# WWII - Weapons that could have cost us the war



## LibraryLady (Apr 10, 2009)

Top 10 Weapons That Could Have Lost Us The War

A list of weapons with videos of them that were not brought into play by the Germans during WWII.  

LL


----------



## AWP (Apr 10, 2009)

Interesting list, though I disagree with the Fa-223, the Graf Zeppelin, and the Type XXI U-Boat. A lot of things would have to change to make them effective.


----------



## LibraryLady (Apr 10, 2009)

What I find interesting is the lack of motion forward on the projects brought about by politics, personal whims, and the monolithic wonderfulness called government administration.  Who's to say what would have happened had any of these come to fruition?

LL


----------



## AWP (Apr 10, 2009)

LibraryLady said:


> What I find interesting is the lack of motion forward on the projects brought about by politics, personal whims, and the monolithic wonderfulness called government administration.  Who's to say what would have happened had any of these come to fruition?
> 
> LL



I think part of it was due to Germany's early successes. Hitler had an obsession that every new aircraft (or almost) have the ability to dive-bomb. Stukas were awesome in their day and I have to wonder if he was trying to resurrect the capability somehow. He obviously did so at the cost of some of the programs mentioned.

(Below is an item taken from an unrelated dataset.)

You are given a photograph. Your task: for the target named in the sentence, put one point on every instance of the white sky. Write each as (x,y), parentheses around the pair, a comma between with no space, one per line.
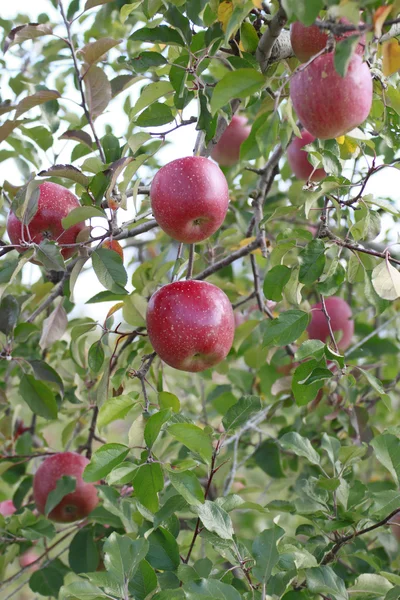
(385,183)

Some of the earlier versions of what would be some awesome tanks at the end of the war sucked. The Panther was plagued by cooling problems and I know one tank didn't include defensive machine guns. When the Soviets figured this out they swarmed the tanks and tookout the crews with Molotovs and satchel charges. I recall Hitler messing with the main gun on earlier panzer versions, but the details escape me.

Towards the end of the war though some German tanks were scoring hits at 3km and killing some of the best Soviet tanks during the river crossings in 1945 so they were doing some things right.

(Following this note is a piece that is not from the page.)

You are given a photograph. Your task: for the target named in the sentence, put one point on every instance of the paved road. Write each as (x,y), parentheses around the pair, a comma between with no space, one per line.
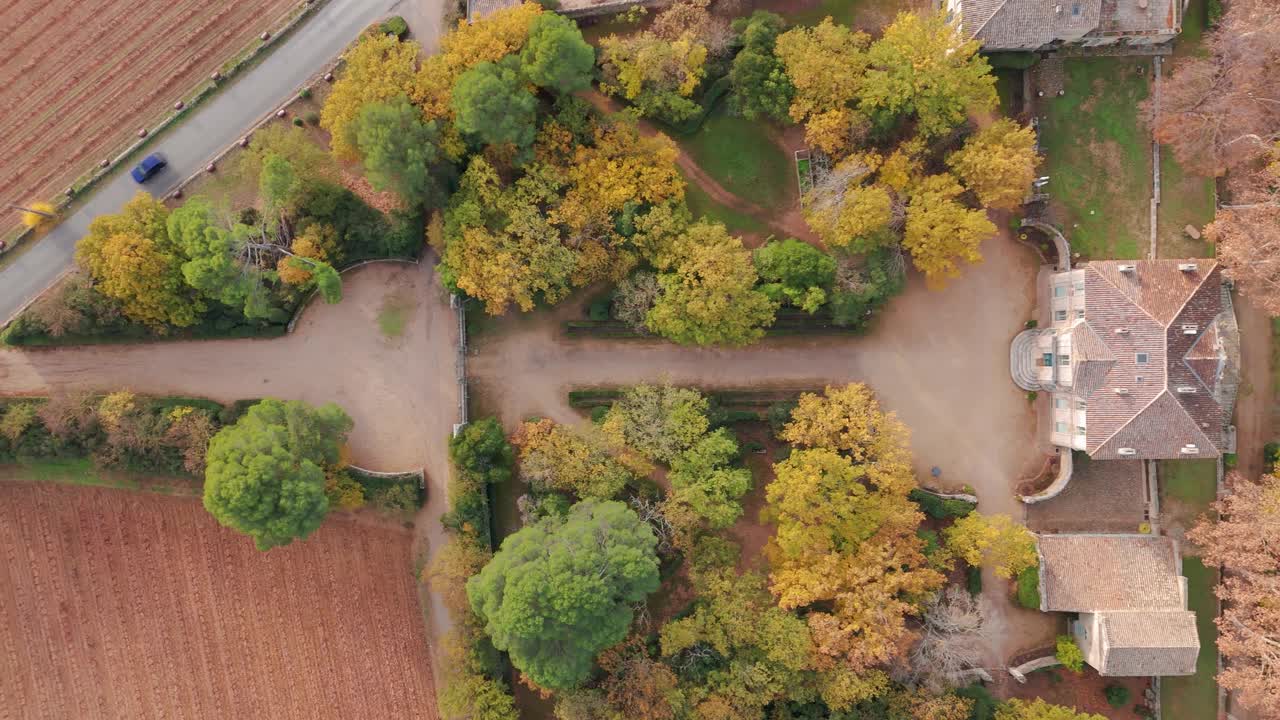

The carrier wouldn't work, it would be a focal point of all RN and RAF activity until it was sunk. The narrow waters in that region too would be a problem. Unless they could stage out of Norway I don't see carriers being a threat.

Enigma killed the Uboat fleet. IF the XXI was around during Operation Drumbeat the war would be different, but shit happens and the English were reading their codes.


----------